然而讽刺的是,宫殿建成不久,大皇子刚刚降生还未离开皇后寝宫,就被厉皇亲手掐死了,所以神选这个宫殿从一开始就没有人住过,是一个完全干净的宫殿,神选宫离福宁宫极其之近,仅一墙之隔,虽说来往要绕远路,可却是真的近。
最重要的是,神选宫没有主位娘娘!
陛下生怕委屈了这新册封的婕妤,连个主位娘娘都不给配,虽说住在神选宫偏殿,可神选宫却全由那个贱婢当家做主了!
这打击实在是太大了,谢贵妃表示自己遭不住了。
回到柔安宫就一口气没上来厥过去了。
紧接着,陛下册封了一位芳婕妤,还赐住神选宫的消息就传遍了整个后宫,瓷器顿时碎了一批,太医院的太医们忙的脚后跟打屁股,全体出动,为后宫的娘娘们出诊。
在谢贵妃走后,司蛮才走到钟晋身边,再次开口念语录:“陛下,贵妃娘娘是不是生气了?芳儿真的没想过惹娘娘生气的,都是芳儿不好,让陛下为难了。”
钟晋抱住她:“不为难,只是芳儿,日后在后宫中,朕难免有顾及不到的地方,你要保护好自己。”
这句话,钟晋说的十分真心。
不管钟晋宠爱她的目的到底是什么,此刻的司蛮是感受到钟晋的认真的。
她点点头,伸手环住钟晋的腰:“陛下也要保重好自己。
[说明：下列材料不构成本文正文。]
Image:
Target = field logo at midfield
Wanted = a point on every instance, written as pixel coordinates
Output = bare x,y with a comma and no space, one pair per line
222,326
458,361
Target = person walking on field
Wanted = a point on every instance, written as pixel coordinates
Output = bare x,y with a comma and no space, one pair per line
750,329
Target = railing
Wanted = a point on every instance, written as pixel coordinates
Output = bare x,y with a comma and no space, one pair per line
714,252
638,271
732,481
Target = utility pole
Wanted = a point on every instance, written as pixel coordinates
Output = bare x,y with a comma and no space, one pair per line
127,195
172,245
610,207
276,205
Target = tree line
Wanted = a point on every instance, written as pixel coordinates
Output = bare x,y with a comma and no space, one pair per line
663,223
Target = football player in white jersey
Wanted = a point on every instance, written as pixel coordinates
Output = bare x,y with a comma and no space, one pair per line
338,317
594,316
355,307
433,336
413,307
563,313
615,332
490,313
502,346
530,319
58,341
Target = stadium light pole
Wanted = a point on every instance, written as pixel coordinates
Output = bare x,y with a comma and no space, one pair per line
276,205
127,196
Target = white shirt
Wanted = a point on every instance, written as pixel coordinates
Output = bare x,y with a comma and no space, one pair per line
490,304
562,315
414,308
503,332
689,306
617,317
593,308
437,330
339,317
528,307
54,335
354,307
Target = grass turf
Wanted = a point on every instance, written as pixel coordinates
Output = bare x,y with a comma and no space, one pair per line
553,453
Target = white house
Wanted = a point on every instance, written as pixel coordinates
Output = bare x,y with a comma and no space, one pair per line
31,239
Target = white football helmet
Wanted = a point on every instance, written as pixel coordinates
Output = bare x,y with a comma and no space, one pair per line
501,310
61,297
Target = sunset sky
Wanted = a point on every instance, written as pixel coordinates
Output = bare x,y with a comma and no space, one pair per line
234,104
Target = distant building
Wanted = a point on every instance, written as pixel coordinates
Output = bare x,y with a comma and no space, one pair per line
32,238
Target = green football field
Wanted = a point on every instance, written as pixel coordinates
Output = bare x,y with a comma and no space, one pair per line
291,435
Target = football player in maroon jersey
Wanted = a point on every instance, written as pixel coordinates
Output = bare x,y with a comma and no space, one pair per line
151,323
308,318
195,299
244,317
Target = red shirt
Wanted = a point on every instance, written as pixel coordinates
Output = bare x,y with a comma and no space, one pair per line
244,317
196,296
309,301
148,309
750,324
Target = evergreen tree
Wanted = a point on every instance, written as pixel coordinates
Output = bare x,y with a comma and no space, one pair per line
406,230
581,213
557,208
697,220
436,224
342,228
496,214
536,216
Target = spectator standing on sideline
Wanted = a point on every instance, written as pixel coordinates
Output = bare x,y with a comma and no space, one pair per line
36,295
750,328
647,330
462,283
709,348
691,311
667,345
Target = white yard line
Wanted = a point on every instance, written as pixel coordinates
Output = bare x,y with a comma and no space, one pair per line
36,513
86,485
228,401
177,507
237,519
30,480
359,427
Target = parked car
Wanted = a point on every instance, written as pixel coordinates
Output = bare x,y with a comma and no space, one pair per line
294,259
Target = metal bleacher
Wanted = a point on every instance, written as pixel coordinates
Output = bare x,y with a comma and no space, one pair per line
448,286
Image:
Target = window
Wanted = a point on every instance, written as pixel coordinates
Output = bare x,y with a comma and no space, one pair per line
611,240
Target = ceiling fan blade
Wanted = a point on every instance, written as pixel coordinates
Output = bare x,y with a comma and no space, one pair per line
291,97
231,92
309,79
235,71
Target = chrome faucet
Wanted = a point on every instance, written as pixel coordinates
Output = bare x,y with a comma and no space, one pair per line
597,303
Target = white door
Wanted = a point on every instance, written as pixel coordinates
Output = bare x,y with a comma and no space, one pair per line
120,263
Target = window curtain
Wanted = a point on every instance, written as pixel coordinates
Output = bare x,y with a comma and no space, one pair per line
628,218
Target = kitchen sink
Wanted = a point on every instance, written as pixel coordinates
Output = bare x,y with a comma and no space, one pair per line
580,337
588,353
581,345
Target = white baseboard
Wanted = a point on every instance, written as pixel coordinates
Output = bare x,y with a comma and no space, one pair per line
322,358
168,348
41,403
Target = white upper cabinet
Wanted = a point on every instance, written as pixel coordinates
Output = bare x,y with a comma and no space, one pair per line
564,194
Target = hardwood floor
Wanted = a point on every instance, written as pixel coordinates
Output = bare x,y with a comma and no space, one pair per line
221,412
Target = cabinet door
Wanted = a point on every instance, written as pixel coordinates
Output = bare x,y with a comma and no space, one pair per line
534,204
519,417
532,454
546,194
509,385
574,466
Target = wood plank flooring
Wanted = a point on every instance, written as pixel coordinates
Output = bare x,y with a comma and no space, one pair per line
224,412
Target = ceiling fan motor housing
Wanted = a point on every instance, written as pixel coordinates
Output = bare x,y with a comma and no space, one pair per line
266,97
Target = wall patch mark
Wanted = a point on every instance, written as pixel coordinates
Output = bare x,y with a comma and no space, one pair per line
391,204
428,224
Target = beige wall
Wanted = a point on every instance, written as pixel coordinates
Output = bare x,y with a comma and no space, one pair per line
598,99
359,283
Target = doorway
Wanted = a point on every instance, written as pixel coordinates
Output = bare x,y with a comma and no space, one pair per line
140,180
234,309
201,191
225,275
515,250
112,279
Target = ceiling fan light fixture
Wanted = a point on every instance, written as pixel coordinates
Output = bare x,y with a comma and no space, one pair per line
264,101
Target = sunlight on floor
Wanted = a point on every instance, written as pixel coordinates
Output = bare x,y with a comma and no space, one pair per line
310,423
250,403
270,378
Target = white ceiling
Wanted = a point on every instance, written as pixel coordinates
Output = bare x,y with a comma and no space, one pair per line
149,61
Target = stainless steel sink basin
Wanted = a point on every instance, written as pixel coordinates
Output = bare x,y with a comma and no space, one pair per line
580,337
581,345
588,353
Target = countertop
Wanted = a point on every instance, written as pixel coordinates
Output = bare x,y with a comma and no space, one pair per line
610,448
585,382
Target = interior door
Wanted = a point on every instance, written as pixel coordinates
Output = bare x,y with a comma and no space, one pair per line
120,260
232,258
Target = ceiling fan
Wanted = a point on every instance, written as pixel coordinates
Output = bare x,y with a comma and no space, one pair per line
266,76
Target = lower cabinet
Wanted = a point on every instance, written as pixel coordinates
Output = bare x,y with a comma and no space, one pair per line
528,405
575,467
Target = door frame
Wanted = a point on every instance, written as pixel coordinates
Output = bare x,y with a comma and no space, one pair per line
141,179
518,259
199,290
”
钟晋听着这些话,心里头烫烫的。
这么多年过去了,只要当年母妃曾经这样细细关照过,后来娶的正妃又是个拘谨的性子,谁能想到,再次说出这话的,居然是一个小小婕妤呢?
“好。”
钟晋点点头。
既然圣旨都下了,司蛮自然不能再留在福宁宫了,钟晋是赶回来救人的,下午还要去演武场看暗一他们对战,所以自然不能留下来,但是却将徐缺给司蛮留下了。
司蛮要走了香蕊带去神选宫,其它的小宫女一个没留。
收拾好了东西,司蛮就带着香蕊迁宫去了神选宫,一直忙到将近黄昏,徐缺才将司蛮安置了下来,有急急忙忙的去了垂拱殿,将耳房里伺候的兰香给调回了福宁宫,同司蛮一般,也放在内寝伺候。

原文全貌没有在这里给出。